Earlier today, I wrote of the political fallout from the recent election. It would have been opportune to elaborate on the role of various American bishops, in a valiant effort to inculcate Catholic values in the public square. This would have required an essay unto itself. Happily, a gentleman writing for has tied the future of American conservatism, and the Catholic message, very nicely:

History tells us that conservatives only lose when they forget how to be conservatives, or become too afraid to continue being conservatives... America is, at its core, a conservative country with liberal fringes just waiting for a decent excuse to vote conservative. The liberal establishment, media and entertainment industry will have us believe just the opposite. Namely, that America is, at its core, a liberal society with radical conservative fringes just waiting to hijack the nation. Lest we actually begin believing these hucksters, let us recall that liberals in Hollywood and national newsrooms have a particular penchant for fantasy.
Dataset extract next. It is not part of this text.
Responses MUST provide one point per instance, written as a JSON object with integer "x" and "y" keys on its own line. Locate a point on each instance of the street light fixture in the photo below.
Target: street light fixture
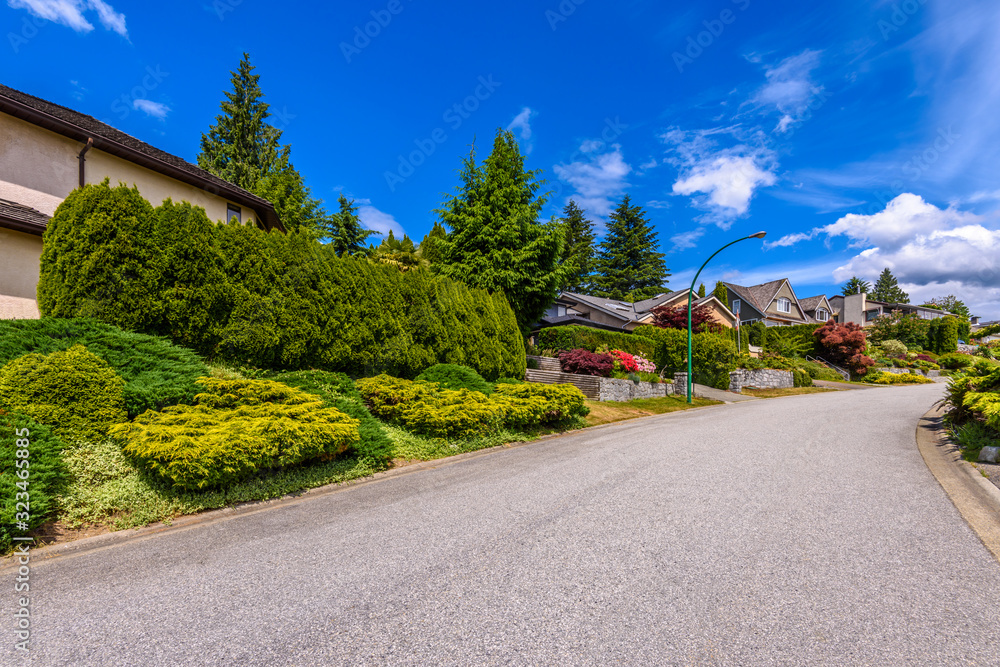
{"x": 690, "y": 382}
This would reinforce my contention that the bulk of American society is provincial in nature, as I said, by virtue of our human inclination as creatures of habit.

Gabriel Garnica is a college professor and attorney who has written for, The Daley Times-Post, and Michnews. He holds a law degree from New York University and a Bachelor of Arts in Psychology from St John’s University in New York. His piece is worthy of contemplation, as the American bishops prepare for their upcoming annual meeting in Baltimore. The growing tension between the status quo of the bishops conference, and those individual bishops who defended the Gospel of Life this year, will surely be an explosive subject in closed-door sessions.

That's just a hunch on my part. Really.


Anonymous said...

Which bishops don't defend the gospel of life?

David L Alexander said...

Let's just say some do it with more clarity and forthrightness than others. It did not serve them that the "Faithful Citizenship" document produced by the USCCB lacked that clarity.